「企業文化を醸成する」
おはようございます。福井の社会保険労務士 北出慎吾です。先日の皆既月食。ご覧になりましたか?私もスタッフと事務所の窓から眺めながら、「もう少しで、月が消える!」と話しながら完全月食になった時には、「お~っ!」と歓声を上げておりました。何百年かに一度の自然現象は人生にはほぼ影響がないのかもしれませんが、見ないと損した気分になりますね。ww
アメリカのSNS企業で大幅な人員整理が始まっています。先日のTwitter社の7,500人の従業員のうち、約半分の3,700人に解雇通知を行ったことに始まり、FacebookやInstagramを運営するメタ社も全社員の約13%に当たる11,000人超を解雇すると発表しました。アメリカの解雇やレイオフ(一時解雇)は、珍しくありませんが、人員削減の背景には、コロナ禍で大幅に設備投資や人員確保をしたものの広告収入が伸び悩み、両社とも去年1年間の業績の不振の結果による決断です。解雇者には退職金を支払い、その日以降、システムにアクセスできない措置をとるなどアメリカらしい対応ですが、アメリカと日本は解雇の要件が大きく違います。
日本の解雇は、労働契約法16条に「解雇は、客観的に合理的な理由を欠き、社会通念上相当であると認められない場合は、その権利を濫用したものとして、無効となる。」と定められています。
また、日本で経営不振などにより大規模な解雇等を行うには、裁判例で「整理解雇」と呼ばれる4つの要件をクリアする必要があります。
【整理解雇4要件】
1.人員整理の必要性倒産寸前に追い込まれているなど、整理解雇をしなければならないほどの経営上の必要性が客観的に認められること。
2.解雇回避努力義務の履行配置転換、出向、希望退職の募集、賃金の引き下げその他、整理解雇を回避するために、企業としての努力を尽くしたこと。
3.被解雇者選定の合理性勤続年数や年齢など解雇の対象者を選定する基準が合理的で、かつ、基準に沿った運用が行われていること。
4.解雇手続きの妥当性整理解雇の必要性やその時期、方法、規模、人選の基準などについて、労働者側と十分に協議をし、納得を得るための努力を尽くしていること。
判例を見ると、そこまでしなければいけないの?という状況もありますので、日本での整理解雇については特に厳しく見られるので、注意が必要です。SNS業界の構図も大きく変わる今回の人員整理。解雇について、今後も注目していきます。

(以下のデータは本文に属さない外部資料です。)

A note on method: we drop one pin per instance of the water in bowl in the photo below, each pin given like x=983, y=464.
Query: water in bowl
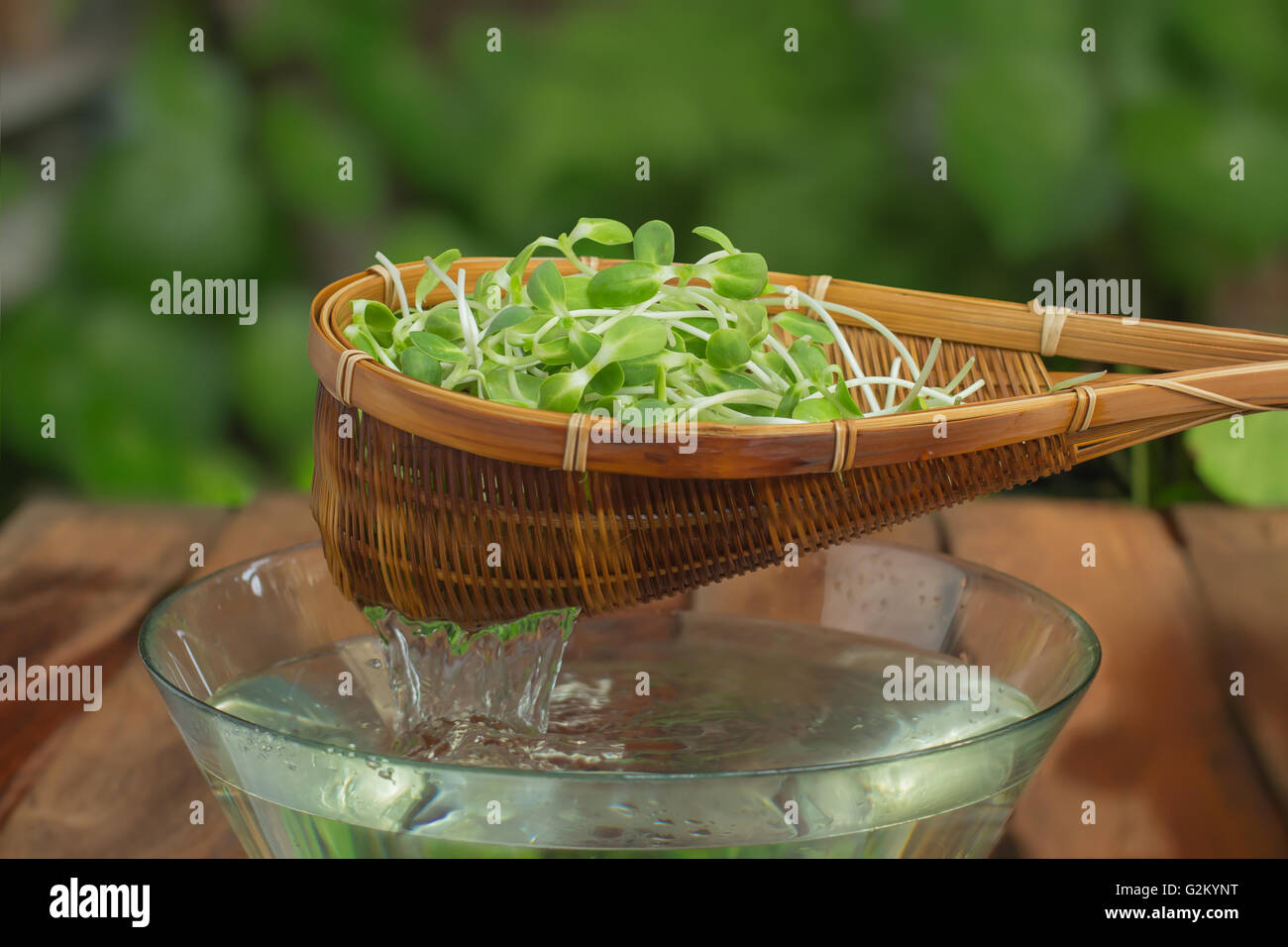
x=785, y=723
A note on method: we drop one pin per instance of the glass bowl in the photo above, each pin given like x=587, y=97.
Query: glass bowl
x=292, y=789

解雇のご相談は今も昔も変わらずありますが、解雇するためには、客観的理由をどう説明するかが重要なので記録に残すなどの対応は必須です。
最近はオンラインでの相談も増えていますので、ぜひこちらから。
https://kkr-group.com/inquirys
福井の社会保険労務士
北出経営労務事務所/シナジー経営株式会社
【編集後記】
ネットニュースで織田信長も見ていたかもしれない皆既月食と流れていたので、上手いこと言うなあと感心した今回の皆既月食と惑星食が同時に起こる天体ショー。見られてよかった。